Patrick Moskwa
he/him
Patrick Moskwa is interested in the intersection of Craft, Architecture, and Art, using his practice to investigate these connections in relation to his queer body. He is an educator, artist, architect, and creative facilitator.
“My work plays with, and at times subverts, the moments of connection that we share between bodies, human and otherwise. The work interrogates the banal, the glorious, the perverse, and the traumatic, and situates our personal experiences of place and time in conversation with each other's. I like to think our memories of a place are embedded in objects and that objects reflect those stories back out to the world.”
“My work questions the concept of a wearable safe space. It sculpts an ordinary athletic cup into a soft, flaccid, delicate, and skin-like object that was once wearable as armour, thus changing our conception of what it means to be protected by wearables. Instead, it points to the male hetero cis normative idea that his balls are his manliness and therefore any suggestion of his preciousness being affected by the ‘new (dangerous) trans agenda’ is somehow challenging his gender as well. The pile is a reference to the ‘boy's’ locker room and a pile of flesh that tantalizes and charges that space.”
How does your work relate to the theme Adorned Serenity— How does the work function as a wearable safe space?
To Protect His Precious Goods, Latex, 9inches, x 4 1/2inches x 2inches (when full), 2023
“This piece alludes to the concept of disrupting a hetero-normative safe space, thus making queer safe spaces more atmospheric. Those who challenge our spaces are made vulnerable, and for those of us to triumph by its humour. This piece is not meant for me. It is meant for everyone to consider what a safe space means once the function of a wearable is challenged. It turns a function of armour into a piece that is about its original ‘contents’.”
How do you see this piece existing in the world as a wearable safe space?
Or is this piece specific to you?
If someone found this piece and needed an instruction manual to make the safe space work — what’s a quick how to?

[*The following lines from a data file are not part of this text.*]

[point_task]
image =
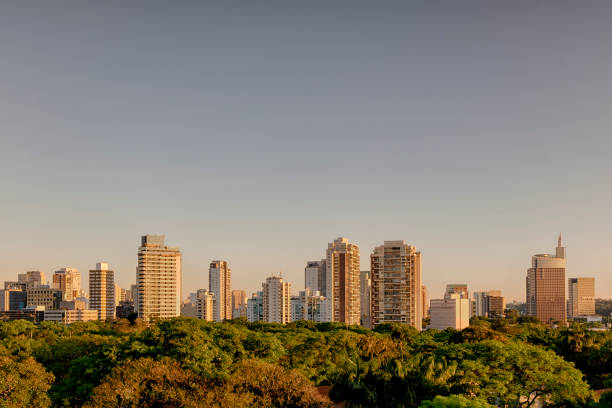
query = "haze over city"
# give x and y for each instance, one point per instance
(259, 133)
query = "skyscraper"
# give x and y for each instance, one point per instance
(581, 300)
(158, 277)
(451, 312)
(396, 284)
(205, 305)
(546, 286)
(102, 291)
(424, 301)
(32, 279)
(220, 283)
(68, 280)
(365, 304)
(343, 282)
(314, 277)
(276, 300)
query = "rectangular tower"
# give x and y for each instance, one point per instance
(396, 285)
(276, 300)
(220, 283)
(158, 278)
(343, 282)
(102, 291)
(545, 286)
(581, 300)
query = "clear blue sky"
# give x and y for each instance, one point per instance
(258, 132)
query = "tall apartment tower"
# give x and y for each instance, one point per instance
(205, 305)
(158, 278)
(220, 283)
(276, 300)
(32, 279)
(102, 291)
(581, 297)
(68, 280)
(343, 282)
(396, 284)
(365, 304)
(424, 302)
(314, 277)
(546, 286)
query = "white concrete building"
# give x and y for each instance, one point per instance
(451, 312)
(158, 278)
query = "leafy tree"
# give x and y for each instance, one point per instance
(274, 386)
(23, 382)
(455, 401)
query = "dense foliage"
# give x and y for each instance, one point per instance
(185, 362)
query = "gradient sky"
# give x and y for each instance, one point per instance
(258, 132)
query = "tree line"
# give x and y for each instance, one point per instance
(185, 362)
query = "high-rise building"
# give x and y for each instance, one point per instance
(276, 300)
(47, 297)
(460, 288)
(365, 287)
(546, 286)
(32, 279)
(68, 280)
(255, 307)
(451, 312)
(489, 304)
(396, 284)
(424, 301)
(158, 278)
(314, 276)
(220, 283)
(12, 299)
(205, 305)
(581, 300)
(343, 282)
(102, 291)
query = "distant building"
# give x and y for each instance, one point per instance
(396, 284)
(581, 300)
(32, 279)
(459, 288)
(125, 309)
(315, 277)
(220, 283)
(205, 302)
(102, 291)
(47, 297)
(365, 299)
(489, 304)
(425, 301)
(238, 304)
(70, 316)
(546, 286)
(158, 277)
(451, 312)
(255, 307)
(343, 282)
(12, 299)
(276, 300)
(68, 280)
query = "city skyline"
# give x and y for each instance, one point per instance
(472, 288)
(473, 130)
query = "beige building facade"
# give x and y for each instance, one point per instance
(276, 300)
(102, 291)
(158, 279)
(220, 283)
(581, 297)
(343, 282)
(396, 293)
(545, 286)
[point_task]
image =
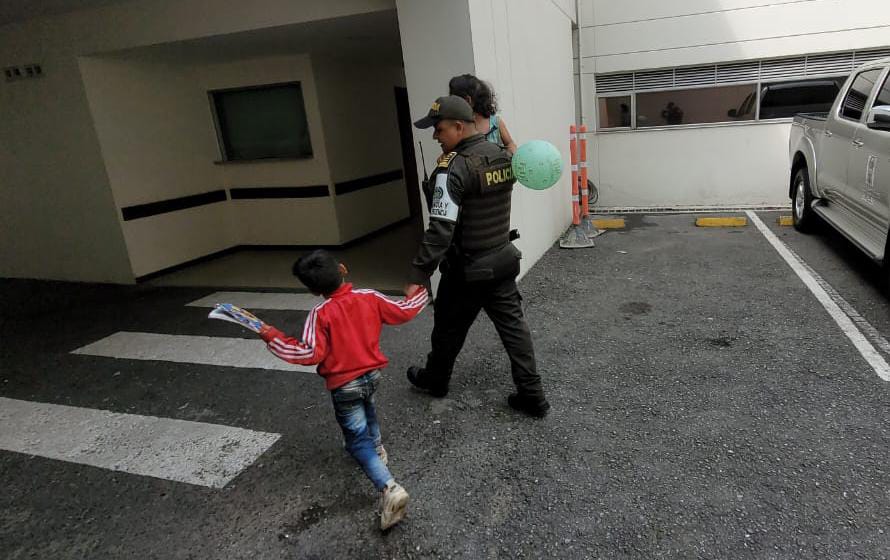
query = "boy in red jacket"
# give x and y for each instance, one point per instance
(342, 336)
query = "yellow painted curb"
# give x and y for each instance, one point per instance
(609, 223)
(721, 222)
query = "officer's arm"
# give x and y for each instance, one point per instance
(444, 212)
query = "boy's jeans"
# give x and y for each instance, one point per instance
(357, 416)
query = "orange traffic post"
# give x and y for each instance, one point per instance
(573, 149)
(587, 226)
(575, 238)
(582, 164)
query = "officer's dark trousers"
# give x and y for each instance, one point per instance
(457, 305)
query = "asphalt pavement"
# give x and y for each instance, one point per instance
(705, 405)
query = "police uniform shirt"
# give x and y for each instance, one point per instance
(470, 206)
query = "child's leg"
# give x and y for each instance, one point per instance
(349, 408)
(371, 415)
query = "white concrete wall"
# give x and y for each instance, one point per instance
(59, 220)
(524, 48)
(618, 36)
(358, 107)
(733, 165)
(156, 134)
(641, 168)
(302, 221)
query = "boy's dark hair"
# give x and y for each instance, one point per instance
(482, 95)
(319, 271)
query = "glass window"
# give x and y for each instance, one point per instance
(786, 99)
(614, 112)
(857, 96)
(262, 122)
(883, 97)
(696, 106)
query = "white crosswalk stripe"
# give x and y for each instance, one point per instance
(189, 349)
(260, 300)
(179, 450)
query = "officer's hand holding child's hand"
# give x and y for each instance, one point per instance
(411, 289)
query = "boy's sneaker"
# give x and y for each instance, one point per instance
(538, 409)
(393, 504)
(419, 378)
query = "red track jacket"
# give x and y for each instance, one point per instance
(342, 334)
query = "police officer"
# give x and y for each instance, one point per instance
(469, 238)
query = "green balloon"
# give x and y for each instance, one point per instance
(537, 165)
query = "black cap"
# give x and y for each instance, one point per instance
(448, 107)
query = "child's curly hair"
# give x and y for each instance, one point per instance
(481, 93)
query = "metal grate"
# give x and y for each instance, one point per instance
(659, 79)
(861, 57)
(783, 68)
(695, 76)
(614, 83)
(829, 64)
(738, 72)
(836, 63)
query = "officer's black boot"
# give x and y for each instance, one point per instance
(422, 380)
(538, 409)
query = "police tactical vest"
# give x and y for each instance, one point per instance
(485, 209)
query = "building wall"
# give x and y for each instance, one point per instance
(289, 221)
(157, 143)
(59, 218)
(524, 48)
(358, 108)
(651, 34)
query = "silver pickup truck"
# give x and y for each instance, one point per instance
(840, 163)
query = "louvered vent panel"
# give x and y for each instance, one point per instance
(654, 80)
(697, 76)
(739, 72)
(614, 83)
(829, 64)
(783, 68)
(861, 57)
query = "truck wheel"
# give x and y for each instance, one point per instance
(886, 269)
(802, 203)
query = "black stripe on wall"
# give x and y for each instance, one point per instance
(365, 182)
(248, 193)
(172, 204)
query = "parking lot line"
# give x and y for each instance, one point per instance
(261, 300)
(179, 450)
(721, 222)
(833, 303)
(609, 223)
(208, 350)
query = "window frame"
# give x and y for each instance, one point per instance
(220, 138)
(633, 110)
(759, 84)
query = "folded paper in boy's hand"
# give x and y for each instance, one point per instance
(233, 314)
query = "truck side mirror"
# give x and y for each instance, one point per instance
(879, 118)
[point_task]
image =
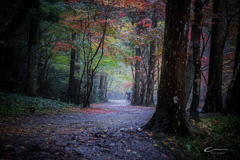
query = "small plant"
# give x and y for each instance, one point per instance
(17, 104)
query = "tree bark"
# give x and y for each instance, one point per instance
(71, 86)
(152, 60)
(103, 87)
(213, 101)
(32, 71)
(233, 95)
(170, 112)
(196, 33)
(136, 92)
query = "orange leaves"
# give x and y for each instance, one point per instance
(63, 46)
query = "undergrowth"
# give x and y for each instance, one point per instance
(17, 104)
(217, 137)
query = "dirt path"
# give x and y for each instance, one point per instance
(106, 131)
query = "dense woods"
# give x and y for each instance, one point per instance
(178, 55)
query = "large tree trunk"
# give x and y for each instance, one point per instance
(233, 95)
(189, 78)
(213, 101)
(196, 33)
(32, 72)
(103, 87)
(152, 59)
(136, 92)
(170, 114)
(71, 86)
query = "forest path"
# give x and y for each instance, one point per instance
(106, 131)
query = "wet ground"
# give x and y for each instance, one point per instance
(106, 131)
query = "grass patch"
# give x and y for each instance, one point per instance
(217, 137)
(17, 104)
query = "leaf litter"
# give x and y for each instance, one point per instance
(104, 131)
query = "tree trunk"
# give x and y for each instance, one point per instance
(152, 59)
(213, 101)
(103, 87)
(233, 95)
(32, 71)
(196, 33)
(136, 91)
(170, 114)
(136, 94)
(189, 78)
(71, 87)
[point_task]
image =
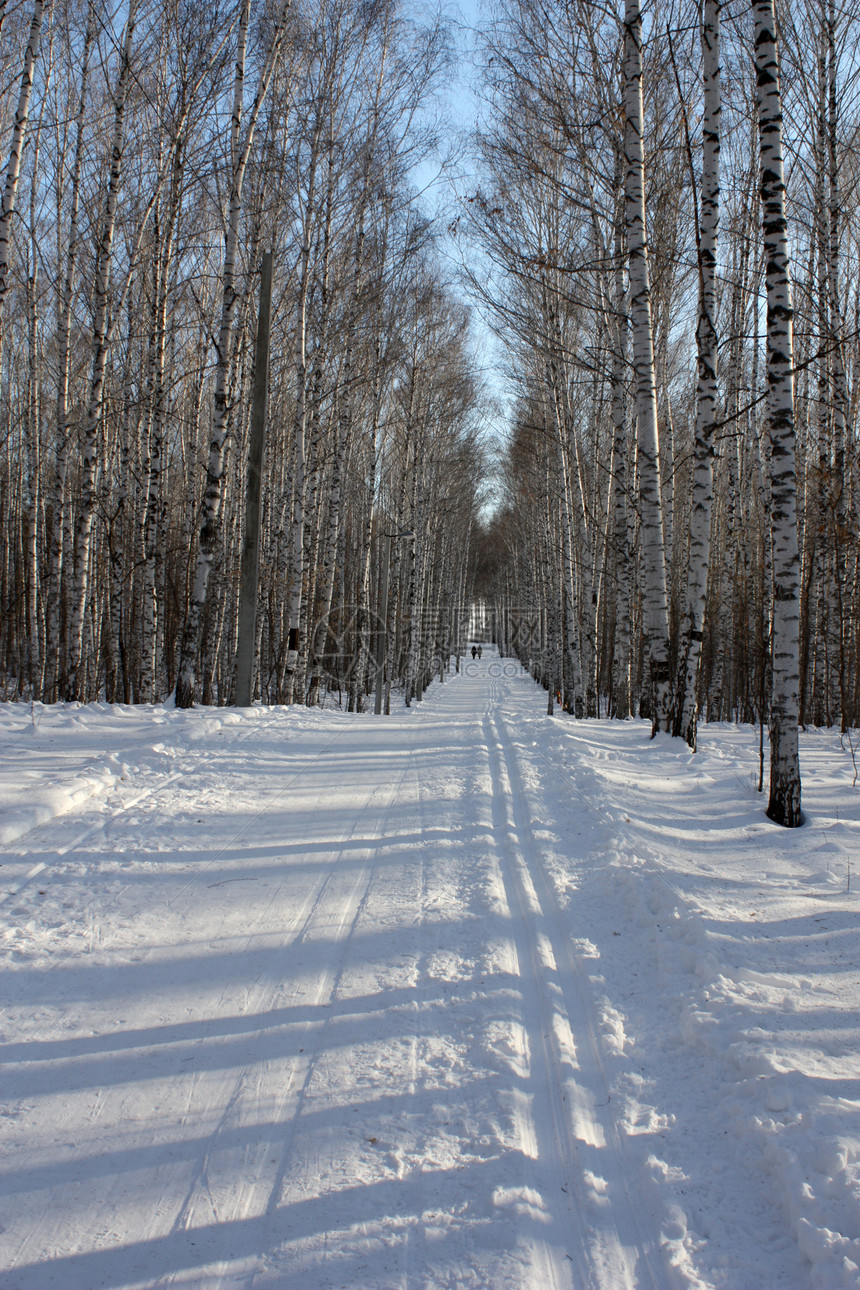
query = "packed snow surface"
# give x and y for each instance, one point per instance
(459, 997)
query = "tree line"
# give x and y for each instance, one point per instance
(154, 151)
(665, 239)
(668, 204)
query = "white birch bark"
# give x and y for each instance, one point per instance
(210, 525)
(16, 151)
(702, 502)
(101, 292)
(784, 804)
(654, 592)
(54, 664)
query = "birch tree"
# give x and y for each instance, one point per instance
(654, 592)
(784, 803)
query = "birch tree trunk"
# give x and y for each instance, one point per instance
(686, 711)
(210, 526)
(654, 592)
(16, 150)
(54, 663)
(784, 804)
(102, 287)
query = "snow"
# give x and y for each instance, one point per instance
(459, 997)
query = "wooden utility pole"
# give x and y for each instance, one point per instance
(249, 583)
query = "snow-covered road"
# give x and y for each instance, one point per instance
(458, 997)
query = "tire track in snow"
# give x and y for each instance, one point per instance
(571, 1111)
(258, 1191)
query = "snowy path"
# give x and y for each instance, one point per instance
(439, 1000)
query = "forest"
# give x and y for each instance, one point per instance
(656, 214)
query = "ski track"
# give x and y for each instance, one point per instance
(313, 1002)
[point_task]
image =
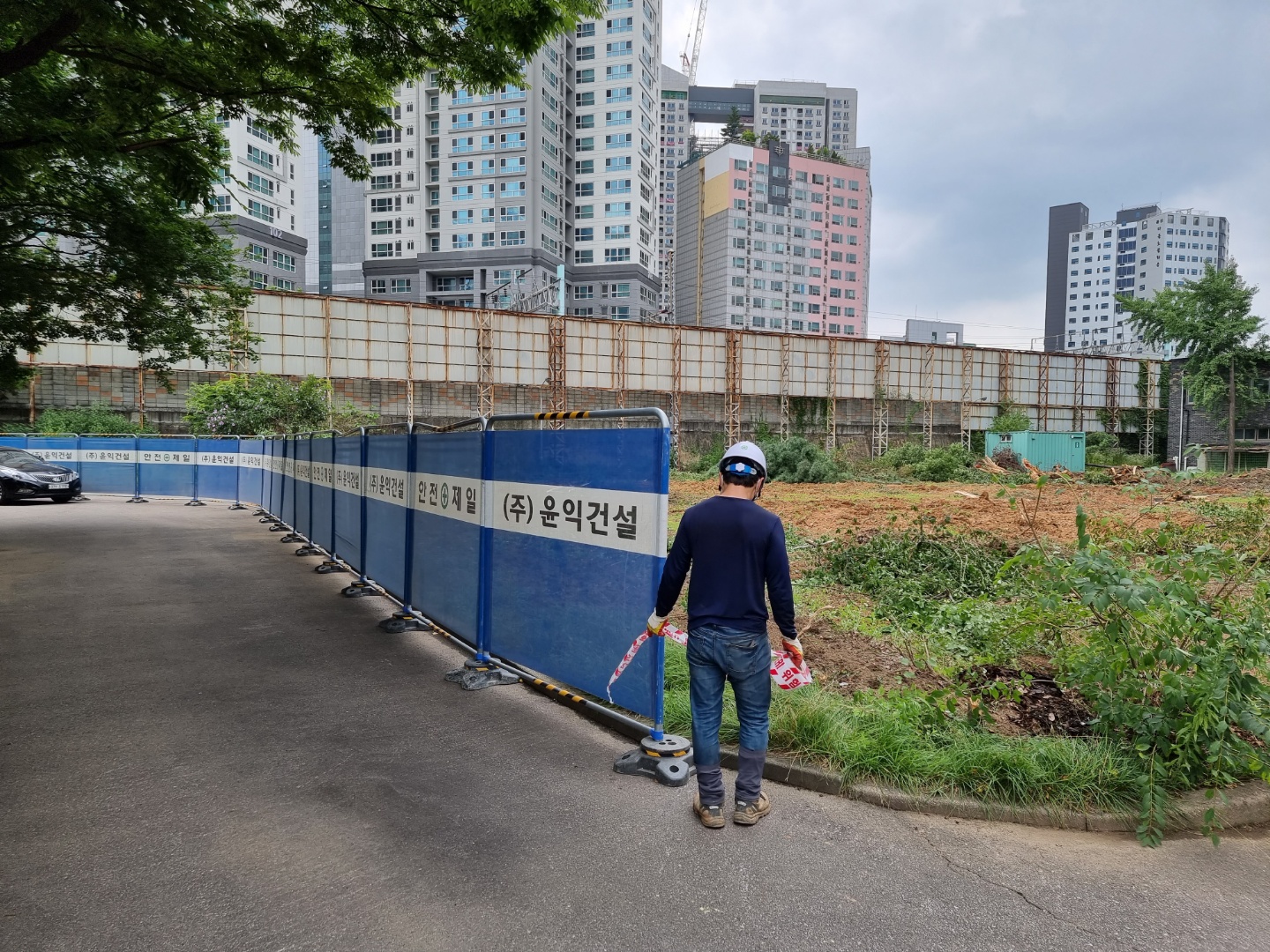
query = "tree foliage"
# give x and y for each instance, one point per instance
(265, 404)
(109, 144)
(95, 418)
(1211, 322)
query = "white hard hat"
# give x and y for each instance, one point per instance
(744, 452)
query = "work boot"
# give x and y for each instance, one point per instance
(710, 816)
(751, 811)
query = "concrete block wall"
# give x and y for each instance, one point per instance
(704, 415)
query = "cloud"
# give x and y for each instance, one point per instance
(983, 113)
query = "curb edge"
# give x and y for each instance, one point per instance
(1246, 804)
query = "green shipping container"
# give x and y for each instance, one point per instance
(1042, 450)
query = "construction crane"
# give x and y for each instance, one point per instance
(696, 26)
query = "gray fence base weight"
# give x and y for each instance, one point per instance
(476, 674)
(404, 621)
(667, 761)
(361, 589)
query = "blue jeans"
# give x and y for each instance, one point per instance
(718, 655)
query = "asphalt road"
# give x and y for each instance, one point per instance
(206, 747)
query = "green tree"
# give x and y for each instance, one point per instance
(95, 418)
(1211, 322)
(265, 404)
(109, 144)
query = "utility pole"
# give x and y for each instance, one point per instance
(1229, 423)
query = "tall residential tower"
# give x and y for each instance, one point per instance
(1140, 251)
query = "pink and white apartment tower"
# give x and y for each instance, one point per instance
(773, 239)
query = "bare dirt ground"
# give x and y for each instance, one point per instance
(848, 660)
(811, 510)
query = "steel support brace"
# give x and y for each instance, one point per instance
(676, 383)
(1079, 398)
(557, 355)
(831, 398)
(620, 329)
(485, 362)
(927, 380)
(882, 377)
(1151, 401)
(1042, 394)
(1113, 398)
(667, 761)
(967, 395)
(785, 385)
(732, 383)
(1005, 367)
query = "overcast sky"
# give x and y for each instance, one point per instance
(983, 113)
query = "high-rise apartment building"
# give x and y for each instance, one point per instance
(479, 198)
(773, 239)
(262, 188)
(1139, 253)
(802, 115)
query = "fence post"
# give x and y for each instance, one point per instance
(279, 524)
(79, 466)
(238, 476)
(195, 501)
(481, 672)
(333, 564)
(136, 471)
(362, 587)
(407, 619)
(309, 547)
(295, 536)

“This piece suggests a contradiction to a wearable safe space. Rather than having instructions for use or wear, the pieces question the wearable itself. The function of the original piece is changed into a piece that can no longer hold those notions of protection and safety it once had.”
“Latex is a material I have been working with for over 3 years. It is a material that allows me to pull a ‘skin’ or a membrane from an object, thus charging the new object with potential. Latex and leather function in kink and the queer world as an identifier of cultural subversion. Latex can also cause allergic reactions and threaten potential interaction with the elastic and tactile objects. I like the corporeal quality the latex brings to my work as a queer artist.”